IN THE SUMMER BEFORE the autumn, as God is in his heaven, Sister Felicity’s thimble is lying in its place in her sewing-box.
The Abbess Hildegarde is newly dead, and laid under her slab in the chapel.
The Abbey of Crewe is left without a head, but the election of the new Abbess is to take place in twenty-three days’ time. After Matins, at twenty minutes past midnight, the nuns go to their cells to sleep briefly and deeply until their awakening for Lauds at three. But Felicity jumps from her window on to the haycart pulled up below and runs to meet her Jesuit.
Tall Alexandra, at this time Sub-Prioress and soon to be elected Abbess of Crewe, remains in the chapel, kneeling to pray at Hildegarde’s tomb. She whispers:
Sleep on, my love, in thy cold bed
Never to be disquieted.
My last goodnight! Thou wilt not wake
Till I thy fate shall overtake:
Till age, or grief, or sickness must
Marry my body to that dust
It so much loves, and fill the room
My heart keeps empty in thy tomb.
She wears the same black habit as the two sisters who wait for her at the door of the chapel.
She joins them, and with their cloaks flying in the night air they return to the great sleeping house. Up and down the dark cloisters they pace, Alexandra, Walburga and Mildred.
‘What are we here for?’ says Alexandra. ‘What are we doing here?’

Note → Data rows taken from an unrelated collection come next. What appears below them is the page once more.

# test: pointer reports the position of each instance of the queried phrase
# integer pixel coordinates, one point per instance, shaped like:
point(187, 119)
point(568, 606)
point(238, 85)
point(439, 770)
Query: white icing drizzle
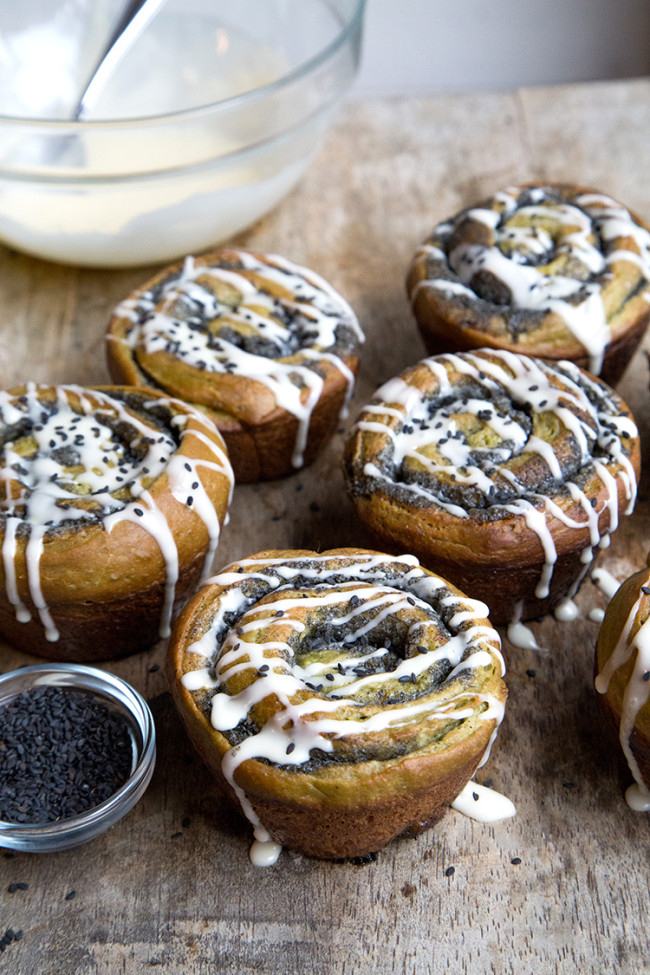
point(327, 698)
point(299, 332)
point(77, 470)
point(605, 581)
point(483, 804)
point(429, 437)
point(636, 694)
point(520, 256)
point(522, 636)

‘It’s our destiny,’ Mildred says.
‘You will be elected Abbess, Alexandra,’ says Walburga.
‘And Felicity?’
‘Her destiny is the Jesuit,’ says Mildred.
‘She has a following among the younger nuns,’ Walburga says.
‘It’s a result of her nauseating propaganda,’ says lofty Alexandra. ‘She’s always talking about love and freedom as if these were attributes peculiar to herself. Whereas, in reality, Felicity cannot love. How can she truly love? She’s too timid to hate well, let alone love. It takes courage to practise love. And what does she know of freedom? Felicity has never been in bondage, bustling in, as she does, late for Mass, bleary-eyed for Prime, straggling vaguely through the Divine Office. One who has never observed a strict ordering of the heart can never exercise freedom.’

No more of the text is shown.